Dans ce livre richement illustré et fort bien mis en page, Phil Baines examine d’une plume alerte soixante-dix ans de design maison à travers un choix commenté de plus de cinq cents couvertures, en montrant comment Penguin influença et subit tour à tour l’évolution du graphisme au XXe siècle. Quoique longtemps réfractaire aux couvertures illustrées, Lane fit là encore œuvre de pionnier dans le monde du paperback en s’adjoignant les services de grands typographes tels que Jan Tschichold et Hans Schmoller (surnommé Half-Point Schmoller, en raison de son aptitude redoutable à repérer au premier coup d’œil une faute de typo infinitésimale). Tschichold en particulier imprima une marque durable sur le style Penguin en redessinant plusieurs centaines de couvertures et en élaborant une charte graphique qui fit école. Leur perfectionnisme exigeant coïncida, de l’après-guerre à la fin des années 1950, avec l’âge d’or de l’éditeur. À leur suite, Germano Facetti et Romek Marber entreprirent de refondre et de moderniser les maquettes, alors que les progrès des techniques d’impression favorisaient l’explosion visuelle des années 1960-1970. Les années 1980 furent plus erratiques. Le monde de l’édition entrait alors dans une zone de haute turbulence et la firme traversait une crise d’identité qui se traduisit par un certain laisser-aller et des expérimentations d’un bonheur très variable. Et ce n’est que tout récemment que Penguin a renoué avec la tradition maison et retrouvé une certaine cohérence visuelle.

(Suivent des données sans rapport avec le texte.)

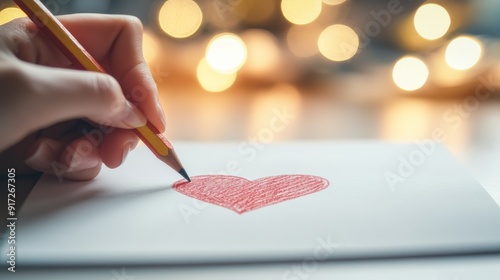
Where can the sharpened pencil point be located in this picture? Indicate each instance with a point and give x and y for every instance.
(184, 174)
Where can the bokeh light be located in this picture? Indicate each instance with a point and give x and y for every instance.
(463, 52)
(333, 2)
(150, 47)
(302, 39)
(255, 11)
(212, 80)
(432, 21)
(338, 42)
(180, 18)
(410, 73)
(301, 11)
(9, 14)
(226, 53)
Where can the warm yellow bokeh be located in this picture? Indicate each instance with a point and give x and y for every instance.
(333, 2)
(338, 42)
(301, 11)
(10, 13)
(263, 51)
(410, 73)
(463, 53)
(255, 11)
(226, 53)
(150, 47)
(213, 80)
(180, 18)
(432, 21)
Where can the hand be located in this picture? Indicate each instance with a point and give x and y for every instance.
(67, 122)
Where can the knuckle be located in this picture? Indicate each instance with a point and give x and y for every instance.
(133, 23)
(15, 82)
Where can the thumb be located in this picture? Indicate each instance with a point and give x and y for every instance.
(61, 94)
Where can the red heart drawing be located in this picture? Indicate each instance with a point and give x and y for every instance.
(241, 195)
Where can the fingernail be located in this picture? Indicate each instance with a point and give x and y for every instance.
(80, 160)
(126, 149)
(40, 158)
(134, 118)
(162, 115)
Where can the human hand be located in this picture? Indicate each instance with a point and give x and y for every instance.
(47, 107)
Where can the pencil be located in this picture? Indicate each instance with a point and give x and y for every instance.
(75, 52)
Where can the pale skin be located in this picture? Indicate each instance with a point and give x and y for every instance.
(46, 106)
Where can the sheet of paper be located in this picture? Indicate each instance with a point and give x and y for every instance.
(382, 200)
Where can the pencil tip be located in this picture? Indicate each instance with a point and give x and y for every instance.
(184, 174)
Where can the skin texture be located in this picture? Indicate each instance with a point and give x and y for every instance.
(68, 122)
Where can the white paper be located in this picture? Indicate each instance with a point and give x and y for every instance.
(131, 215)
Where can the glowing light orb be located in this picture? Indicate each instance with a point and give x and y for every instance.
(463, 53)
(180, 18)
(338, 42)
(432, 21)
(226, 53)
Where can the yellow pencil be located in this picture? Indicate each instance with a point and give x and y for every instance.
(75, 52)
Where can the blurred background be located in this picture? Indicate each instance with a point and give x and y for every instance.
(394, 70)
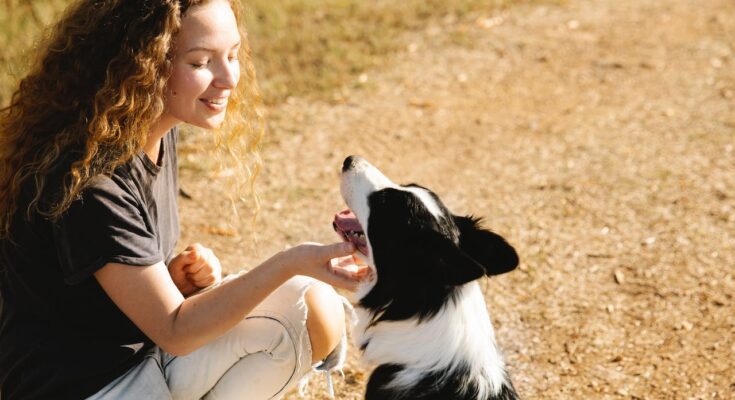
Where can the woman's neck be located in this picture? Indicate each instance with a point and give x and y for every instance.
(152, 146)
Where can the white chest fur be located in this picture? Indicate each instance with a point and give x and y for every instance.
(460, 334)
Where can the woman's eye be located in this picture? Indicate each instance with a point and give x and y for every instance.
(199, 65)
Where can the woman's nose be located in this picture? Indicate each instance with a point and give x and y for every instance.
(227, 75)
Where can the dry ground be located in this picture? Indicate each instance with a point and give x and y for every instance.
(597, 136)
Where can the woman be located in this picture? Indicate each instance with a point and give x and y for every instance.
(97, 305)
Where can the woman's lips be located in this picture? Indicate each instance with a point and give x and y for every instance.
(216, 104)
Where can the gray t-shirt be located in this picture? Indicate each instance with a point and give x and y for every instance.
(60, 334)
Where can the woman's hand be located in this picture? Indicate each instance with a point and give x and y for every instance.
(333, 263)
(195, 268)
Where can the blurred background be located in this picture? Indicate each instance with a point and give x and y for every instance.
(596, 135)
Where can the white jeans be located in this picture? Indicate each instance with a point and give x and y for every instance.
(262, 357)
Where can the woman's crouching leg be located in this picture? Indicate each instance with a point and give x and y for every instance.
(265, 355)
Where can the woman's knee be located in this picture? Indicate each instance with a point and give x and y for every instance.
(325, 320)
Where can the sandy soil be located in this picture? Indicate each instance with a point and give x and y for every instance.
(597, 136)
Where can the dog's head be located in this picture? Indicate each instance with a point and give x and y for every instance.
(417, 249)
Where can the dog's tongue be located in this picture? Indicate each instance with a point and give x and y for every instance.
(349, 228)
(347, 221)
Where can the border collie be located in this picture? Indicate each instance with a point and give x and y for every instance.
(421, 317)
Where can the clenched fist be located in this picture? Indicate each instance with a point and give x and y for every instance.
(195, 268)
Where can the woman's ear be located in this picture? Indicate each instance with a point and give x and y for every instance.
(486, 247)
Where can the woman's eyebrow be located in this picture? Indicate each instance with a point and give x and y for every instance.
(201, 48)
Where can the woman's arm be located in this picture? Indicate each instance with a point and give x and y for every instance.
(148, 296)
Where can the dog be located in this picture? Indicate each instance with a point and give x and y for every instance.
(421, 317)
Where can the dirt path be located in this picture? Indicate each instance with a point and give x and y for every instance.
(597, 136)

Seuls les plus mordus d’histoire de l’édition se plongeront sans doute dans la biographie de Jeremy Lewis. Mais tous ceux qui aiment autant les livres que la lecture et qui ont rêvé enfant sur les couvertures de Marabout ou du Livre de Poche, et bien sûr quiconque s’intéresse à l’histoire du graphisme et des arts visuels trouvera son bonheur dans Penguin by Design. D’autant plus que Baines écrit dans un style clair et vivant, qui sait dégager en quelques lignes les atouts ou les faiblesses d’une maquette de couverture, ou encore initier le profane aux secrets de la typographie asymétrique et de l’espacement des capitales.

À ces deux livres vient tout juste de s’en ajouter un troisième: Seven Hundred Penguins, qui est comme son titre l’indique un recueil de sept cents couvertures publiées à l’enseigne de l’aimable volatile — sur le mode des Cent Plus Belles Pochettes de disques de rock et autres volumes de même farine destinés à la table à café ou aux toilettes. Les reproductions sont soignées et l’ouvrage se feuillette agréablement, mais le choix des couvertures se révèle globalement moins pertinent que celui de Penguin by Design. À réserver aux fétichistes, donc.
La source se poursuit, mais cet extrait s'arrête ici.